Other references are given in Schwartzman and Schwartzman (2012), available for download on this website.

Aggressive energy conservation and rapid phaseout of coal use in energy-wasteful countries such as the U.S. is imperative, and must start in the very near future to begin radical reduction in carbon emissions. Further, as the solar transition proceeds, energy conservation in the gobal North would free up petroleum needed for rapid solar development in the global South. Oil rich countries in the Mid-East and South America (e.g., Venezuela) will be valuable partners in this solar transition by providing the needed petroleum. We are persuaded that this hopeful scenario requires global demilitarization a necessary condition for a global cooperative regime of transition. But if we wait too long without making a vigorous transition, then and only then will we likely face the gloom and doom scenario of Peak Oil and the virtually inevitable onset of catastrophic climate change, barring near future revolutionary solar technologies with much higher EROEIs. Nevertheless, carbon sequestration powered by agroecologies and solar power is imperative, and must start asap to have any hope of preventing the onset of catastrophic climate change (“C3″). The longer the excess carbon dioxide remains in the atmosphere the more likely the tipping points for C3 will be reached, therefore radical and early cuts in carbon emissions and carbon sequestration go hand in hand.
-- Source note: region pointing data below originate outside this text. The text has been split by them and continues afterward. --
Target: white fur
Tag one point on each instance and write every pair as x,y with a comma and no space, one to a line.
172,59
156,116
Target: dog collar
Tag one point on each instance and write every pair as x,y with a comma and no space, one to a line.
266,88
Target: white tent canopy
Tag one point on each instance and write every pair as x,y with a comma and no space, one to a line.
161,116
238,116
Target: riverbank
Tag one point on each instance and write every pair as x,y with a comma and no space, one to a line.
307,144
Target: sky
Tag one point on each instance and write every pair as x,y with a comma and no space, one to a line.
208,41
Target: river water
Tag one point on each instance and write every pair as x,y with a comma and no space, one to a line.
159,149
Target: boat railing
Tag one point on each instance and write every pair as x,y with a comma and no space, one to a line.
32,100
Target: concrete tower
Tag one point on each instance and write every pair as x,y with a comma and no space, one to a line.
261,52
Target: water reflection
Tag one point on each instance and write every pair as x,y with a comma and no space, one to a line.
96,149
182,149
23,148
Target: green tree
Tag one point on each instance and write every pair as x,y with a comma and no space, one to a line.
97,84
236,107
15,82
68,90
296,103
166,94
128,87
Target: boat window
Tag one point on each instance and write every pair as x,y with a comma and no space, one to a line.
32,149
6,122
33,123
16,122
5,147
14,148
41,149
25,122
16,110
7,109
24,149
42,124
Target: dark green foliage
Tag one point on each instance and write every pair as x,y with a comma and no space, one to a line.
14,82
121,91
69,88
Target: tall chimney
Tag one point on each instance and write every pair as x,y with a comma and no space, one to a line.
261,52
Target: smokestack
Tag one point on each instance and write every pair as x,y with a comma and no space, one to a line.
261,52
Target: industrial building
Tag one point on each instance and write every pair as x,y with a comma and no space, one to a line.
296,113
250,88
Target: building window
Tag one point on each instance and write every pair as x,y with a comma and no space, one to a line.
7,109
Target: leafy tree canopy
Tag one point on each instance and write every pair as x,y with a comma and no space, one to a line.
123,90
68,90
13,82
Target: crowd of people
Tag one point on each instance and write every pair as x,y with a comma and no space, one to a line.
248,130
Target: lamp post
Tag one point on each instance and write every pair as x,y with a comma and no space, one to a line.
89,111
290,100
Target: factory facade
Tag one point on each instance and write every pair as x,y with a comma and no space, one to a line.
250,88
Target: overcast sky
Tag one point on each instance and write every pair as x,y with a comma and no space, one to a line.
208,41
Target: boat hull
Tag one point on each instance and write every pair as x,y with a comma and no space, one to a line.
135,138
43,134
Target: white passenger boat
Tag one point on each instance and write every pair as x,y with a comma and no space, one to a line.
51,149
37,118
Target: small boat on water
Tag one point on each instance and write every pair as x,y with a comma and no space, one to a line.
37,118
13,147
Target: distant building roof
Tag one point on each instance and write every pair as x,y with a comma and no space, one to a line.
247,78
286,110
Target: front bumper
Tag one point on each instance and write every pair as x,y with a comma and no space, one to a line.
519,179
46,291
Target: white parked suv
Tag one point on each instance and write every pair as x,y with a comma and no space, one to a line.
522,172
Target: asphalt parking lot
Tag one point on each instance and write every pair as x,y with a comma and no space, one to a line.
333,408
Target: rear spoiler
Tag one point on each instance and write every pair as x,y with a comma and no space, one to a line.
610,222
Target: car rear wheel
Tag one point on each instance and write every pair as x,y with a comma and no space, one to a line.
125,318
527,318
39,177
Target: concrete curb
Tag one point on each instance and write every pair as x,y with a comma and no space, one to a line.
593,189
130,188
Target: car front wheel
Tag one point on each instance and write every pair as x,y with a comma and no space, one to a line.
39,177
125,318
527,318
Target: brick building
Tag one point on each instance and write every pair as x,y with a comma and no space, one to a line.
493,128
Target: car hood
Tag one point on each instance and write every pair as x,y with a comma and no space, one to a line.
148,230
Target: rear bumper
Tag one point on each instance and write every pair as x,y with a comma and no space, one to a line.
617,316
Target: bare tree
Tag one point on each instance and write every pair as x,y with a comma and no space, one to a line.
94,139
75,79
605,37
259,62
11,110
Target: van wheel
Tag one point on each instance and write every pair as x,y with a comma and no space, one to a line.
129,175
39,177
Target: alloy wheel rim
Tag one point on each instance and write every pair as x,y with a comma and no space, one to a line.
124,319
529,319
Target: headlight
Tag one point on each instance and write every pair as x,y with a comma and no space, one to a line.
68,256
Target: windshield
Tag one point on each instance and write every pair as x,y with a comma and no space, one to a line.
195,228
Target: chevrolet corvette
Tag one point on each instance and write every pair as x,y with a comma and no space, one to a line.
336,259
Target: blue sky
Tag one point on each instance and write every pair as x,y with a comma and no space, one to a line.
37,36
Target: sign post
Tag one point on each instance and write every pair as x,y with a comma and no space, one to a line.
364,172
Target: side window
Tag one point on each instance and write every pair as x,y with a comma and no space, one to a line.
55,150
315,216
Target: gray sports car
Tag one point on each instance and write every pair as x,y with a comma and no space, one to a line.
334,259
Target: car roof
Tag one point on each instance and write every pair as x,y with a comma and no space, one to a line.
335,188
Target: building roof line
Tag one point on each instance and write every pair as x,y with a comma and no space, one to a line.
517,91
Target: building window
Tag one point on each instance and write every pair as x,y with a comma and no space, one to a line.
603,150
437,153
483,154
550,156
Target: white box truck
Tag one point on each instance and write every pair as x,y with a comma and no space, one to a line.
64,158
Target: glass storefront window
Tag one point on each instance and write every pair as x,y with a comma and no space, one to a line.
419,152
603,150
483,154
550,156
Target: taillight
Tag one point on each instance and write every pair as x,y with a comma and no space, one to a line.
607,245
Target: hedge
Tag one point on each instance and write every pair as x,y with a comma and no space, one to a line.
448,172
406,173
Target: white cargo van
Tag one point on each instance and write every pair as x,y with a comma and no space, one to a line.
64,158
And now we may have only 5 years left for global carbon emissions to peak, to be followed by radical cuts (“World headed for irreversible climate change in five years, IEA warns If fossil fuel infrastructure is not rapidly changed, the world will ‘lose for ever’ the chance to avoid dangerous climate change” , Fiona Harvey,guardian.co.uk, November 9, 2011).

* EROEI is the Energy return over energy invested ratio, i.e., how much energy does the technology such as a photovoltaic array or wind turbine generate in its usable lifetime divided by the energy needed to construct it and maintain it.